With all four teams coming from major conferences, most (but not all) of these transfers came from mid-majors or lower. Wolfpack big man D.J. Burns, one of the breakout stars of the tournament, started his career redshirting at Tennessee in 2018-19 before transferring to Winthrop, where he played three years and then moved back up to the high-majors by transferring again, this time to NC State in 2022. Alabama’s big man, Grant Nelson, came to the Tide after three years at North Dakota State.
While all of these teams used the portal to get here in some way, some more than others, that doesn’t mean they all love the way it works. Answering a question on the portal in a press conference leading up the the Sweet 16, UConn coach Dan Hurley drew a humorous analogy in stating that players shouldn’t play at “four schools in four years.”
“I don’t think that’s healthy for the individual for the long-term 50, 60-year life after their playing career is over because there’s no connection with a university, a coaching staff, a network of alumni that can help create opportunities once basketball is over. So I just think whether it’s a one-time (transfer) … or I don’t know, I don’t like the window being open right now. I just don’t think it’s healthy for somebody to be able to change schools like underwear.”
— Hurley, the coach of the defending champions, is no stranger to the Reilly Center after coaching Rhode Island for six years. Neither is Alabama’s Nate Oats, who came to Tuscaloosa after four years at Buffalo. Neither was exactly a favorite of opposing fans. Remember Oats chirping “be careful what you wish for” on Twitter after his Bulls dismantled the Bonnies in 2018 (Bona fans had chanted “we want UB” days earlier) at the RC? With Hurley, it wasn’t so much a singular incident but his demonstrative nature on the sidelines, capable of erupting on officials, even opposing fans, something that’s continued, maybe even accelerated now that his Huskies are the team to beat in the Big East.
— And while this Final Four is emblematic of the changing face of college sports, full of transfers and big schools able to piece together teams on the fly and no doubt supplemented by NIL money, there’s also something old-school about the composition of these teams: each has a good (or great) center that’s a big part of their offenses, a point UMass coach Frank Martin made on Twitter/X Sunday as NC State-Duke was tipping off:
“So let me see:
-UConn plays thru their center
-Alabama attacks the rim with their centers
-Purdue plays thru their center
-Duke plays thru their center
-NC State plays thru their center
Hmmmmmmm”
Yes, Purdue has the most famous and biggest of them all in 7-foot-4 Zach Edey, an unguardable beast at the college level who dropped 40 on Tennessee Sunday. Burns used his size, refined post moves, finishing and a little mid-range shooting as he overpowered Duke with 29 on Sunday. I have no idea if he can do that to Edey, but I’ll be fascinated to see how he even tries it this Saturday in Arizona.
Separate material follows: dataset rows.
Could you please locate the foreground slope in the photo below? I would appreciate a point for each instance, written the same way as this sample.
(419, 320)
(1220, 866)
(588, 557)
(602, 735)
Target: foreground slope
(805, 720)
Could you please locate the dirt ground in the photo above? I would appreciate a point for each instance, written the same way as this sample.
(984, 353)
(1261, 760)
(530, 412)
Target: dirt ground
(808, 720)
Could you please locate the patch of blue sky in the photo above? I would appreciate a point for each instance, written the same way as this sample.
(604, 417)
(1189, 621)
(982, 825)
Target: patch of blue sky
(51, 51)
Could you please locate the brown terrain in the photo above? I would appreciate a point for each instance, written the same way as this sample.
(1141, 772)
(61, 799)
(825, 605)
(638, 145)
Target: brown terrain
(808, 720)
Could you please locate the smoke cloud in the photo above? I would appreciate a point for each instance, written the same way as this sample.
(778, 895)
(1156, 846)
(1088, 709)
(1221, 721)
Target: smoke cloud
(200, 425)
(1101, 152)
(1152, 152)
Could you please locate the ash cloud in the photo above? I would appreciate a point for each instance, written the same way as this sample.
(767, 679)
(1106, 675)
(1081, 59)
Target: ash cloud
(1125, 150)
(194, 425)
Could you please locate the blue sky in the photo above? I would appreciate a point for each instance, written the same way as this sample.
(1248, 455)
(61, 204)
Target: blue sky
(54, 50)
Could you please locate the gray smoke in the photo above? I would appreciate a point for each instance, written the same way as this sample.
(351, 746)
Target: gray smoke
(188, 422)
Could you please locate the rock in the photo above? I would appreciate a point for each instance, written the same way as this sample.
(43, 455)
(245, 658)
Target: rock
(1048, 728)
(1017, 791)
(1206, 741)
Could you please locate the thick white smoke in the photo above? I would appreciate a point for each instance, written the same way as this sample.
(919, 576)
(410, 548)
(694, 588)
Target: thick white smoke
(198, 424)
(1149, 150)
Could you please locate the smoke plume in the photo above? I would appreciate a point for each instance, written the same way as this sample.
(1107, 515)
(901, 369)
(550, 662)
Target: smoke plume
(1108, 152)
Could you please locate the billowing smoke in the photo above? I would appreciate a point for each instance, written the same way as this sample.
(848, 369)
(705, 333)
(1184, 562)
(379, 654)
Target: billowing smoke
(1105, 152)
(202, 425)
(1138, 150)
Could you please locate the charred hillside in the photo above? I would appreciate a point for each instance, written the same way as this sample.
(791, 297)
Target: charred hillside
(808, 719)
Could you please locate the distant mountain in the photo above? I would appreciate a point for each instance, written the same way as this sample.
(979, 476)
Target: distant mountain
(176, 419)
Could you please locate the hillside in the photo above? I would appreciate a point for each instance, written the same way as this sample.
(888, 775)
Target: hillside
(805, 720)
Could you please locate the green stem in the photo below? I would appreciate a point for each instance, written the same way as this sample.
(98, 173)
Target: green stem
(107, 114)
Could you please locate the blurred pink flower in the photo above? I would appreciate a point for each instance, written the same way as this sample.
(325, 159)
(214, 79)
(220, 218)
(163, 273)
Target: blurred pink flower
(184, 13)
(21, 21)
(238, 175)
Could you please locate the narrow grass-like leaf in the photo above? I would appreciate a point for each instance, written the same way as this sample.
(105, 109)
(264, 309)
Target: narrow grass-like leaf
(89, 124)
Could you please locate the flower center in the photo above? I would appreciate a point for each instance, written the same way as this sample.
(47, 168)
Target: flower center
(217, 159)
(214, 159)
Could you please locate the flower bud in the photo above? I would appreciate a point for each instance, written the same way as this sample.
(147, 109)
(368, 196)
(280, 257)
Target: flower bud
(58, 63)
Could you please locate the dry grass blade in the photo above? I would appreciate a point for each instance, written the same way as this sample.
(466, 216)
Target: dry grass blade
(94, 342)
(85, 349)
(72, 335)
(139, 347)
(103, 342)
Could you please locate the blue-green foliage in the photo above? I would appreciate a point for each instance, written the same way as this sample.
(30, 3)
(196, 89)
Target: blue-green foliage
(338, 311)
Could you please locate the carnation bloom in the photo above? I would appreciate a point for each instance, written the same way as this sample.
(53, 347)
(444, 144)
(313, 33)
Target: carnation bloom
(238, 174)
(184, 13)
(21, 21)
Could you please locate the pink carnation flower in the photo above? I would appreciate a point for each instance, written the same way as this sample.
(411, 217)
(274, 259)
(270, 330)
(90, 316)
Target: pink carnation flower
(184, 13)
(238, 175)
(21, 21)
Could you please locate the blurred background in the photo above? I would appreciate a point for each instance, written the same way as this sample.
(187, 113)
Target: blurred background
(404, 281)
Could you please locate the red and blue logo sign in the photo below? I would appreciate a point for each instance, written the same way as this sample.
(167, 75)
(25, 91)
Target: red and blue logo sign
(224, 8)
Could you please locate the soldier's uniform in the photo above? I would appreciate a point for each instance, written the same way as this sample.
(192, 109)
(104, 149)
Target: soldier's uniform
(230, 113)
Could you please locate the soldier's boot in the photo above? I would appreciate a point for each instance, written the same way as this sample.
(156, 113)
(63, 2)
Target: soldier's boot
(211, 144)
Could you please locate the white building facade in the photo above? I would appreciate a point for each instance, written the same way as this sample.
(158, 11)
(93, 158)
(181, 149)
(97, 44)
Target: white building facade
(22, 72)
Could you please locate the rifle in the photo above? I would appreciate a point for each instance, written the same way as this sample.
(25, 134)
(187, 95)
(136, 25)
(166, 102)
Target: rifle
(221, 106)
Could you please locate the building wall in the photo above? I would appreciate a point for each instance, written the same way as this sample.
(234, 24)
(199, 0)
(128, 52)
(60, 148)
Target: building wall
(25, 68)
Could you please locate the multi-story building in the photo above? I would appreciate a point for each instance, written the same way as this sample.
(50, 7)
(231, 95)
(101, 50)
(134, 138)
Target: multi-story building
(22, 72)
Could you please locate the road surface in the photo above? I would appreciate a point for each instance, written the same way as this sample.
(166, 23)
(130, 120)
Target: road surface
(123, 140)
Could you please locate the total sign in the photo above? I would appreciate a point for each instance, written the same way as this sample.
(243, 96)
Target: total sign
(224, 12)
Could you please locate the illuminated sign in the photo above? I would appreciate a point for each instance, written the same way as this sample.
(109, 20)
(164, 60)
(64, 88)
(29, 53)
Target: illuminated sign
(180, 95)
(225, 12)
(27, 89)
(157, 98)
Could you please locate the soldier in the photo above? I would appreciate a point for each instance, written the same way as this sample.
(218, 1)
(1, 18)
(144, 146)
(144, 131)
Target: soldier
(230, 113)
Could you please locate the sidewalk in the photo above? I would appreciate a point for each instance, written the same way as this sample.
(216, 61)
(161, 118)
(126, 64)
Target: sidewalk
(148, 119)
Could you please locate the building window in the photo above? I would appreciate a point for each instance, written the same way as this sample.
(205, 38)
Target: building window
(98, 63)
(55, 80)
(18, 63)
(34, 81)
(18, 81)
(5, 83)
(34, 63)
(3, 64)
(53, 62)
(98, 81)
Alabama’s bigs are more modern prototypical rim-runners, with Nelson and Jarin Stevenson adding the dimension of 3-point shooting. For UConn, Donovan Clingan, who just might have the size to match up with Edey, controlled the rim on offense and defense to help spur on a completely dominant second half on Saturday.
Of course, these teams all have good guards as well. But maybe Martin has a point given the prominence and style of play of these last big men standing.